Tale denominazione deriva dalla circostanza che la condotta integratrice del reato consiste nella manifestazione di un’opinione aggressiva dell’altrui sfera morale, ovvero non rispettosa dei parametri costituzionali previsti in tema di libertà di pensiero.
La materia è stata modificata dalla l.n. 85/2006 che, in relazione ai reati contro la personalità dello Stato, si è posta l’obiettivo di concretizzare un adeguamento di tali fattispecie alle esigenze già emerse negli anni precedenti: difatti, le norme contenute negli articoli del titolo I del Libro II del codice penale, oggi novellati, sono il portato storico di una concezione sociopolitica da tempo superata e incompatibile con il nuovo assetto di valori delineato dalla Costituzione.
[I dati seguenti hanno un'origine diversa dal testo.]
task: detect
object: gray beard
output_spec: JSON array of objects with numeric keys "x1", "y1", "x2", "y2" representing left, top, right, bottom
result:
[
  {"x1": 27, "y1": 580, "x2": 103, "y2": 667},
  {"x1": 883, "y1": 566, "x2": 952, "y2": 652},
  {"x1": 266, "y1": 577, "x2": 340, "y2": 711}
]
L’attuale disciplina, infatti, elimina dal codice penale alcuni delitti contro la personalità dello Stato che non hanno trovato larga applicazione e che comunque non rispondono alle attuali esigenze di tutela: attività antinazionale del cittadino all’estero (art. 269 c.p), propaganda e apologia sovversiva o antinazionale (art. 272 c.p.), lesa prerogativa dell’irresponsabilità del presidente della Repubblica (art. 279 c.p.), delitti contro i culti ammessi dallo Stato (art. 406 c.p.).
Al contempo, altre ipotesi di reato, sempre inerenti alla manifestazione di opinioni e ideologie politiche, sono state modificate in modo che la condotta costitutiva si caratterizzi non per «fatti diretti», bensì per «atti violenti diretti e idonei»: tale, per es., il nuovo testo degli artt. 241 (attentati contro l’integrità, l’indipendenza o l’unità dello Stato), 283 (attentato contro la costituzione dello Stato) 289 (attentato contro organi costituzionali e contro le assemblee regionali) del codice penale. Non subiscono modifiche l’apologia di delitti ex art. 414 c.p. e l’istigazione a disobbedire alle leggi di cui all’articolo successivo.